The Cure JM foundation has been amazing for our family.  We have attended the annual conference the last 2 years and have met some amazing families.  At the conferences we get to share our fears and worries, and we also get to hear the latest research and future research plans from some of the top doctors in the world who are helping us find answers and hopefully a cure one day.  

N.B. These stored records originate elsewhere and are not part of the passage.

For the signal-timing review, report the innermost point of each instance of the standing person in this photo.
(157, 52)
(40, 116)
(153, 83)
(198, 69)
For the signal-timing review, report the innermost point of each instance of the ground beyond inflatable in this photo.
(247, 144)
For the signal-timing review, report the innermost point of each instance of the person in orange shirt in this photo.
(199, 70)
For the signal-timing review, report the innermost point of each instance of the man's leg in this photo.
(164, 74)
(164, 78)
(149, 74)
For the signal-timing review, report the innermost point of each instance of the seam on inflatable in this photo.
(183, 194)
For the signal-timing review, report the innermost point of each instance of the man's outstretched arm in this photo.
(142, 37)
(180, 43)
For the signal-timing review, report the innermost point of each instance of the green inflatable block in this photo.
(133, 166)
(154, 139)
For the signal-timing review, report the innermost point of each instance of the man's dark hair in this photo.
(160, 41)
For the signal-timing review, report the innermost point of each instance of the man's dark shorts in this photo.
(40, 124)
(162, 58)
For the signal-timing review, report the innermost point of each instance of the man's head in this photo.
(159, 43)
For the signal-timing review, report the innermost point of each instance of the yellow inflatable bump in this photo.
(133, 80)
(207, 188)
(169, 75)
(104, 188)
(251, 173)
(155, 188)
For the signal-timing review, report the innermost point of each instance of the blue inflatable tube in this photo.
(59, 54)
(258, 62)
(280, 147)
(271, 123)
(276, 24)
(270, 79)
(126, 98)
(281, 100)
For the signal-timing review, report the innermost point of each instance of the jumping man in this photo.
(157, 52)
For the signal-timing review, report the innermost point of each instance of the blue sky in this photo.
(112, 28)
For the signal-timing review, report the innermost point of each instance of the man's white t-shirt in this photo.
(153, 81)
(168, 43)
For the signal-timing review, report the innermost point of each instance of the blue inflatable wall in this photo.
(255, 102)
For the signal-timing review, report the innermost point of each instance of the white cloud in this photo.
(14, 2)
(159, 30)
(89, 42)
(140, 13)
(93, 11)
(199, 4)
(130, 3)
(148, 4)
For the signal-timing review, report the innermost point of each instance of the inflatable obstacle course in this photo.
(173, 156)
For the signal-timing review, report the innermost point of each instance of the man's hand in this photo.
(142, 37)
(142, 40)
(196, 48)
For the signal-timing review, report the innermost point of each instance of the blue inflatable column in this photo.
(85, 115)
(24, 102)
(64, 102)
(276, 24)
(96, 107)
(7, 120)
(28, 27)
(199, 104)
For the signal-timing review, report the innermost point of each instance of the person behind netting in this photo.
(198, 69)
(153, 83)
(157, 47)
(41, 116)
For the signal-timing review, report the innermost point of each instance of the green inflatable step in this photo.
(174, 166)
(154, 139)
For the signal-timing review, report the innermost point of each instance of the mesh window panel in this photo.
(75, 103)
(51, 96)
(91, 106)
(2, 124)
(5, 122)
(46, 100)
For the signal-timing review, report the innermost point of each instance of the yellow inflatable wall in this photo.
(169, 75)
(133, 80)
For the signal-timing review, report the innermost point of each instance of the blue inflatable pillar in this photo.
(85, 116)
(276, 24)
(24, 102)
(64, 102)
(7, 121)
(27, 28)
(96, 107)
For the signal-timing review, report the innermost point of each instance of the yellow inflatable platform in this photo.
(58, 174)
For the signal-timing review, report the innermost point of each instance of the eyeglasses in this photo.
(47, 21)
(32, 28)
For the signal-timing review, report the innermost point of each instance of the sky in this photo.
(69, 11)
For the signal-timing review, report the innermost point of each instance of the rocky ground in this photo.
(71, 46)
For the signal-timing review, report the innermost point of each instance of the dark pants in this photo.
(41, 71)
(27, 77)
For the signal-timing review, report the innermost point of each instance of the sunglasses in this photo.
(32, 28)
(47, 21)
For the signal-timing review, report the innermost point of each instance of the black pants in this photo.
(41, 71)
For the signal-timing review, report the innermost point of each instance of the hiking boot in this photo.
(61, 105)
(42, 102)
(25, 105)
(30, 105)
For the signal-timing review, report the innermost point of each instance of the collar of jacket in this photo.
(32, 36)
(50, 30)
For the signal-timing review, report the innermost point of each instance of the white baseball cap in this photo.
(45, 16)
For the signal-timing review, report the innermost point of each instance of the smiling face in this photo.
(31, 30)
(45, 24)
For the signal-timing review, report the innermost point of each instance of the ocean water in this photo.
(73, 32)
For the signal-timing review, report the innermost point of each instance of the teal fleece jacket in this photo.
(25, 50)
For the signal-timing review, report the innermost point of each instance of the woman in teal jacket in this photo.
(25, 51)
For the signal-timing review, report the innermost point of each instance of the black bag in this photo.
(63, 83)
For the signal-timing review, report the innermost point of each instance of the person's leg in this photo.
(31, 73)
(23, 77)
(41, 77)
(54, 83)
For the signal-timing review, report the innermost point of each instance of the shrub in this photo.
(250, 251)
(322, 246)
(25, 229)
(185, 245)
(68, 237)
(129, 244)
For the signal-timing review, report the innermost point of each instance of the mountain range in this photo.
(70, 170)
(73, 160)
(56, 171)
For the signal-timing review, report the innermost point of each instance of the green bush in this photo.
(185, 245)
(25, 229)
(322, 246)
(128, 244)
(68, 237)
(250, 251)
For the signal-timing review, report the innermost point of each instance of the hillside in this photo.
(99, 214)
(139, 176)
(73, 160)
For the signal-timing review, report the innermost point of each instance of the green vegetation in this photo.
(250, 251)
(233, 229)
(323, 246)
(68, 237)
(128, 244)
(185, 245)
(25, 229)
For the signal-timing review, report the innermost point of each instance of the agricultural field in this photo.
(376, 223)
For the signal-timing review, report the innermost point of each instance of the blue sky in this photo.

Because JDM is so rare, the government allocates very little (if any) money to research.  A family whose son has the disease founded cure JM and they were astounded at the fact that so little attention is paid to the disease.  They have created this amazing foundation that has linked families all over the world and has brought attention to this disease.  Our own pediatrician had never had a patient with the disease and misdiagnosed Maddie for almost 8 months.  One of its many goals to is to send out information to every pediatrician in the country to be sure that no child goes misdiagnosed.  The longer a diagnosis takes, the worse the outcome for the child.  Maddie has participated in 3 research studies so far that has been funded by Cure JM.  We are hopeful to one-day find a cure!

Maddie has been amazing through all of this.  She faces her monthly blood work, doctor’s visits, and medical tests bravely.   The sun is very bad for children with JDM.  Maddie will tell you that that is one of the hardest parts of the disease.  We rarely go outside in the warmer months from 10am-4pm.  If she does go outside we slather her with sunscreen multiples times a day, everyday.  She has to miss pool parties, and outdoor activities that would have her outside for an extended period of time in the sun.   

Maddie has faced so much in her 8 short years, but she will not let that get her down.  She loves to talk to people about her disease and tell them about it.  Some of her favorite things to do are playing basketball, soccer and with her sister.  She loves animals, especially her two dogs and two cats.  Maddie amazes us everyday with her bravery and her love of life.